Doppelseite aus dem Bilderbuch "Der Kranich und das DU"
07.03.2025

Falt-Kranich als Streitschlichter landet auf der Friedensburg

Bilderbuch verknüpft eine Geschichte vom Ich zum Du und weiter zum Wir mit dem Friedensinstitut Schlaining (Burgenland). Dort gibt es berührende kleine Papierkraniche, gefaltet von Sadako Sasaki, die rund zehnJahre nach dem Atombomben-Abwurf auf Hiroshima an den Spätfolgen starb und deren Geschichte berühmt wurde.

Ein Kranich, und zwar ein typisch aus Papier gefalteter (Origami), fliegt durch dieses Bilderbuch – von der Titelseite weg. Er ist die Hauptfigur. Auf der ersten Doppelseite versucht er einen Landeplatz zu finden. Er ist müde vom Fliegen. Und nicht nur davon.

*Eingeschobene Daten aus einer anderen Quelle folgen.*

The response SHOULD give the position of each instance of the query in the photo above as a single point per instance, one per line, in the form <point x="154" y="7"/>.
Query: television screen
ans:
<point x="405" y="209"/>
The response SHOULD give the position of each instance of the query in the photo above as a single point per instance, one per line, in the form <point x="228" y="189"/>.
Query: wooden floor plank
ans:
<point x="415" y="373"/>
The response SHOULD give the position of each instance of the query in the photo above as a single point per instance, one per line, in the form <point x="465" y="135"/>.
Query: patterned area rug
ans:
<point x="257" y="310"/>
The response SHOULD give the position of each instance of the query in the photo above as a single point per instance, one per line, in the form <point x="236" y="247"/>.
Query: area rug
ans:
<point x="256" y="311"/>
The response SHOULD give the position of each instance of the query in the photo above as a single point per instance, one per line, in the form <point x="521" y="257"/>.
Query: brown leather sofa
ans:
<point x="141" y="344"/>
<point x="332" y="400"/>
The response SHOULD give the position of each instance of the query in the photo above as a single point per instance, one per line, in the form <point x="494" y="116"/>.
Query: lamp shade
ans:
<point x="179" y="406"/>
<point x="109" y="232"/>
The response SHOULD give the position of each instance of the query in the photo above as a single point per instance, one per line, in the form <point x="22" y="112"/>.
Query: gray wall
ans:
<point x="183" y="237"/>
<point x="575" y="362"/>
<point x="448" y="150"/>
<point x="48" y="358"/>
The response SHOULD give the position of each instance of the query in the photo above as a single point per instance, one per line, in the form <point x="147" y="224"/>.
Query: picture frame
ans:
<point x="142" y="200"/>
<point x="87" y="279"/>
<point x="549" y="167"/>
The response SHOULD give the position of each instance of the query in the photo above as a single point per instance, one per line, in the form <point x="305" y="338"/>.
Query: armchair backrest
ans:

Aber es kommt noch viel schlimmer. Er lässt sich auf einer hohen Mauer nieder. Doch statt sich ausruhen zu können, hört er nur vier Kinder, die streiten – zwei Buben um einen Ball, zwei Mädchen um eine Springschnur (musste es so klischeehaft sein?). In riesigen Buchstaben fliegen viele „Ich“, manchmal in Kombination mit „Nein, ich will…“ oder „haben“ durch die Bilder vor der Mauer, auf der der Kranich sitzt und von der lauten, heftigen Streiterei fast runterfällt. Am liebsten würde er wegfliegen, doch dafür fehlt im jetzt die Kraft.

Doppelseite aus dem Bilderbuch
Doppelseite aus dem Bilderbuch „Der Kranich und das DU“

Das Du macht munter

„Wer bist du?… wohnst du hier?“, reißen ihn die beiden Mädchen aus der Müdigkeit. Auch die beiden Buben kommen, einer findet: „Du siehst schon aus“, der andere meint „irgendwie geheimnisvoll“.

Weniger die Fragen und Aussagen, aber dieses „du“ ist’s, das den Vogel nach den vielen und ausschließlichen „Ich“ putzmunter werden und zu neuen Kräften kommen lässt. Und er beginnt ihnen davon zu erzählen, dass er Streitschlichter ist. Bei den vier Kindern muss er nun nicht mehr ran, die haben’s ge-checkt. Noch viel mehr, sie beginnen nun sogar gemeinsam zu spielen – und zwar erst Ball und dann Springschnur – und haben so den Weg vom Ich zum Du und gar zum Wir durch das kurze Gespräch gefunden.

Doppelseite aus dem Bilderbuch
Doppelseite aus dem Bilderbuch „Der Kranich und das DU“

Heinz Janisch hat diese Geschichte wie das bei ihm so oft ist, in knappen, treffenden Sätzen geschrieben. Und dieses Mal war es Nadine Kappacher, die den Text mit ihren Bildern erweitert. Beim Streit ist die Mauer, auf der sich der Kranich niederlässt, recht hoch und düster, die Kinder erscheinen in ihrer Ichbezogenheit nur wie weiße Kreidezeichnungen an dieser Wand. Erst mit der Begegnung mit dem Kranich auf der Mauer und dem ersten Du werden sie bunt – und nun mit sympathischem Gesichtsausdruck. Was sogar dem gefalteten Papiervogel ein Lächeln ins Gesicht zaubert.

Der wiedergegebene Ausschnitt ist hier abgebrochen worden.